Transformation scorecard means black asset managers may no longer have to cut costs to compete for business
The retirement funds representative body recently joined the financial sector’s transformation watchdog, the Financial Sector Transformation Council (FSTC). This means the retirement industry will now also account for empowerment progress or lack thereof.
The Batseta Council of Retirement Funds for SA says it will push for compulsory reporting of annual transformation scorecards in the industry. It promises to track the transformation progress of at least 100 big retirement funds, which represent 85% of assets under management.
Batseta represents principal officers and retirement fund trustees of most of the large retirement funds.
It is laudable that it finally has a seat in the FSTC given the power that its members have. Batseta members appoint asset consultants, asset managers and administrators. The fact that less than R500bn of the R5-trillion managed by private sector asset managers in SA was in the hands of black-owned firms in 2018 shows that it is going to take more than the existing BEE Act to change the way retirement funds invest workers’ money.
Making publication of BEE scorecards voluntary hasn’t worked in the retirement funds industry. Asset managers have undisputed bargaining and buying power.
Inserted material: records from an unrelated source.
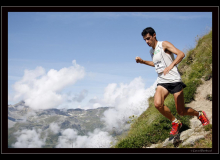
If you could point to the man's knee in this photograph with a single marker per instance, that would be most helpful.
(158, 104)
(181, 112)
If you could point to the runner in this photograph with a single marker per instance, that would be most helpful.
(169, 79)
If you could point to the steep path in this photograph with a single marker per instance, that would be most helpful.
(196, 131)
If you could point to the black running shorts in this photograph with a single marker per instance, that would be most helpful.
(173, 87)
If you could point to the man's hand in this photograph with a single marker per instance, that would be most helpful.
(166, 70)
(138, 59)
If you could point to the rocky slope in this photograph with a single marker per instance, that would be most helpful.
(197, 131)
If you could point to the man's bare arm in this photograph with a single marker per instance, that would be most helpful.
(139, 60)
(180, 55)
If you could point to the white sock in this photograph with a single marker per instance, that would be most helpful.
(200, 113)
(175, 121)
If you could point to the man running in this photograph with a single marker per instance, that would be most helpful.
(169, 79)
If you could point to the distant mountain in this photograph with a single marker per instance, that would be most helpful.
(22, 117)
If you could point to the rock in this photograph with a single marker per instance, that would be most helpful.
(194, 123)
(192, 140)
(168, 141)
(186, 134)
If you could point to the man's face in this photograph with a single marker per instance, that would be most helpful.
(150, 40)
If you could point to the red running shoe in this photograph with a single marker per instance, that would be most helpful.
(175, 128)
(203, 118)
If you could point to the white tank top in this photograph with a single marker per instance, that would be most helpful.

Yet as the Financial Sector Conduct Authority pointed out at the recent Pension Lawyers Association of SA’s annual conference, they are largely price takers.
Pension funds tend to use service providers they have historically worked with instead of looking to use black businesses, which according to 27four’s latest BEE.conomics Survey are disadvantaged by “black discount”. The discount implies that black businesses are riskier.
Skeptism about investing people’s money with newcomers is justified, but many black-owned asset managers and administrators have proven their worth by generating good returns for decades.